Any child node can achieve the parent goal. Example: "Phishing OR credential stuffing OR keylogger"

Data Flow Diagrams (DFD)

DFDs are essential for threat modeling. They show how data moves through a system and identify trust boundaries.

DFD Elements

External Entity
Process
Data Store
Trust Boundary

Example Web Application DFD

Trust Boundaries

Trust boundaries mark where data crosses between zones with different privilege levels. Every crossing is a potential attack surface that needs protection (authentication, encryption, validation).

Threat Modeling Tools

Microsoft Threat Modeling Tool

Free tool for creating DFDs and automatically generating STRIDE threats. Good for Windows/Azure apps.

Download

OWASP Threat Dragon

Open-source threat modeling tool with web and desktop versions. Creates DFDs and documents threats.

OWASP Project

IriusRisk

Commercial platform with questionnaire-based approach and integration with issue trackers.

iriusrisk.com

Threagile

Agile threat modeling as code.

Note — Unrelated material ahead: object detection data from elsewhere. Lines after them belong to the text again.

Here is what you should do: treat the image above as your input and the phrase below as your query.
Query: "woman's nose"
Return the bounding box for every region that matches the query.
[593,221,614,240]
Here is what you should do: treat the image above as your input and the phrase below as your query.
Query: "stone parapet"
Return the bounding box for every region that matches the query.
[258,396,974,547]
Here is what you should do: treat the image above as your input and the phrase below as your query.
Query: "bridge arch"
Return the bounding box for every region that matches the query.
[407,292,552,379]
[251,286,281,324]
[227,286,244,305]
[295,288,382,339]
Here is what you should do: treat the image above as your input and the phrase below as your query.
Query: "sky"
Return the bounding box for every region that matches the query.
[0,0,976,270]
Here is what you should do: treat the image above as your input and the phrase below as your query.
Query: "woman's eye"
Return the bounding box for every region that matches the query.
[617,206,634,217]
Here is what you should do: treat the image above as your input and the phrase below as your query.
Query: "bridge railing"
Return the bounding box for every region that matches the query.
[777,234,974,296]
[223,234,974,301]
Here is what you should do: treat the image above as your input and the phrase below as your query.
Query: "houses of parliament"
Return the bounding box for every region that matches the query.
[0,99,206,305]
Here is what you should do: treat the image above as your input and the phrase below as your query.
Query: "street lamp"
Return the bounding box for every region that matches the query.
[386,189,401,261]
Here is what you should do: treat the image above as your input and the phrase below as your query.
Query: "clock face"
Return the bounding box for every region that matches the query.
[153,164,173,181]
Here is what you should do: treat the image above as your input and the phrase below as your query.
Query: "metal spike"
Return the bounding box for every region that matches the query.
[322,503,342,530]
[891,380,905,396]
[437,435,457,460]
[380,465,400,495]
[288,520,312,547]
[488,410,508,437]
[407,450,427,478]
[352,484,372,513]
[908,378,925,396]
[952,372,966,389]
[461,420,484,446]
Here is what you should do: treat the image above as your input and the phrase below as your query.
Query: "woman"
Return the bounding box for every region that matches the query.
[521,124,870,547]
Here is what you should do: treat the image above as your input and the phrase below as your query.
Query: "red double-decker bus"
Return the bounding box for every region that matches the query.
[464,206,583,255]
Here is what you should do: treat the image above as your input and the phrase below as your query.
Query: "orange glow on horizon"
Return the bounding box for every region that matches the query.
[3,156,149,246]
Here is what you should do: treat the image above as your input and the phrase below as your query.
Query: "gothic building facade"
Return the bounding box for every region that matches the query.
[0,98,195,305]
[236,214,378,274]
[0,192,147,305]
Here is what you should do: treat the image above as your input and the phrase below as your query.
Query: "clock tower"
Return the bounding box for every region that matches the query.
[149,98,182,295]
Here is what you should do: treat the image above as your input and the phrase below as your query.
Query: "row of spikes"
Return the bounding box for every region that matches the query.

Define models in YAML, generate reports and diagrams.

threagile.io

Threagile Example

yaml
# Threagile threat model (YAML)
threagile_version: 1.0.0

title: E-Commerce Application
author:
  name: Security Team

business_criticality: critical

technical_assets:
  Web Application:
    id: web-app
    description: Customer-facing web application
    type: process
    usage: business
    technologies:
      - web-application
    machine: container
    internet: true
    encryption: none
    
  Customer Database:
    id: customer-db
    description: PostgreSQL database with customer data
    type: datastore
    usage: business
    technologies:
      - postgresql
    machine: container
    encryption: transparent
    
trust_boundaries:
  DMZ:
    id: dmz
    description: Demilitarized zone
    type: network-cloud
    technical_assets_inside:
      - web-app
      
  Internal Network:
    id: internal
    description: Internal corporate network
    type: network-on-prem
    technical_assets_inside:
      - customer-db

data_flows:
  - id: user-to-web
    source: internet
    target: web-app
    protocol: https
    authentication: session-id
    
  - id: web-to-db
    source: web-app
    target: customer-db
    protocol: tcp
    authentication: credentials

Threat Modeling Questions

Use these questions to guide your threat modeling sessions:

What are we building?

  • • What does the system do?
  • • What data does it handle?
  • • Who uses it?
  • • What technologies are used?

What can go wrong?

  • • How could an attacker abuse this?
  • • What are the trust boundaries?
  • • Where does data flow?
  • • What are the entry points?

What are we doing about it?

  • • What controls exist?
  • • What controls are needed?
  • • What's the priority?
  • • Who is responsible?

Did we do a good job?

  • • Did we find all threats?
  • • Were mitigations effective?
  • • What did we learn?
  • • What should we do next time?

Threat Model Documentation

Document your threat models! Include the DFD, identified threats, DREAD scores, mitigations, and assumptions. Review and update threat models when the system changes or new threats emerge.